Fast_Align Algorithm Aligner
This is an algorithmic aligner based on the paper Aligning English Strings with Abstract Meaning Representation Graphs. The code is based on the ISI aligner code. A copy of that project can be found here. The project makes use of original pre/post-processing code but replaces the use of the mgiza app with fast_align. The bash scripts have been converted to python and a new "inference" step allows for pre-trained parameters to be used during run-time operation.
To use the code you will need to install and compile the C++ code for fast_align.
The compile process will produce binaries for fast_align
and atools
in the same directory.
Put these in your path or you can set the environment variable FABIN_DIR
to their directory.
The aligner/fast_align binaries work under both Windows and Linux.
The aligner comes with pre-trained parameters that are included in a tar.gz file in the project.
The first time the aligner is run, it will un-tar the files in amrlib/data/model_aligner_faa/
.
If you'd like to train, or just test the aligner, see the scripts in the FAA_Aligner scripts directory You can run these in order to create a new model and test it. Each script will complete in just a few seconds. Note that the scripts are setup to use LDC2014T12 (AMR-1), since these are what the test hand-alignments are made from.
Usage
To use the aligner you should have a list of sentences and an amr graphs, in string format.
Example aligner usage
from amrlib.alignments.faa_aligner import FAA_Aligner
inference = FAA_Aligner()
amr_surface_aligns, alignment_strings = inference.align_sents(sents, graph_strings)
print(alignment_strings)
The code returns the original amr graphs with surface alignments added and a list of alignment strings in ISI (not JAMR) format.

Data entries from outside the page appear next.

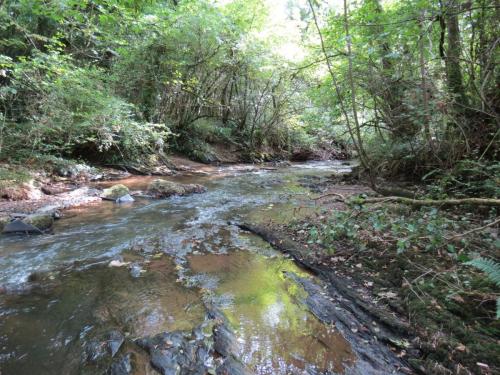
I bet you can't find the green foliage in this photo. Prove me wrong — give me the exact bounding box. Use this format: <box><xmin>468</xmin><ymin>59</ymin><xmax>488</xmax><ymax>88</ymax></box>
<box><xmin>466</xmin><ymin>258</ymin><xmax>500</xmax><ymax>288</ymax></box>
<box><xmin>304</xmin><ymin>203</ymin><xmax>499</xmax><ymax>257</ymax></box>
<box><xmin>1</xmin><ymin>50</ymin><xmax>170</xmax><ymax>162</ymax></box>
<box><xmin>466</xmin><ymin>257</ymin><xmax>500</xmax><ymax>318</ymax></box>
<box><xmin>424</xmin><ymin>160</ymin><xmax>500</xmax><ymax>199</ymax></box>
<box><xmin>0</xmin><ymin>166</ymin><xmax>30</xmax><ymax>188</ymax></box>
<box><xmin>1</xmin><ymin>0</ymin><xmax>324</xmax><ymax>165</ymax></box>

!! Note that the input sents
need to be space tokenized strings.
Performance
Score of the FAA_Aligner against the gold ISI hand alignments for LDC2014T12 **1
Dev scores Precision: 89.30 Recall: 78.20 F1: 83.38
Test scores Precision: 86.03 Recall: 79.00 F1: 82.37
**1 Note that these scores are obtained during training. When scoring with only the test/dev sets and using pre-trained parameters, the scores vary slightly (less than 0.5) from the original.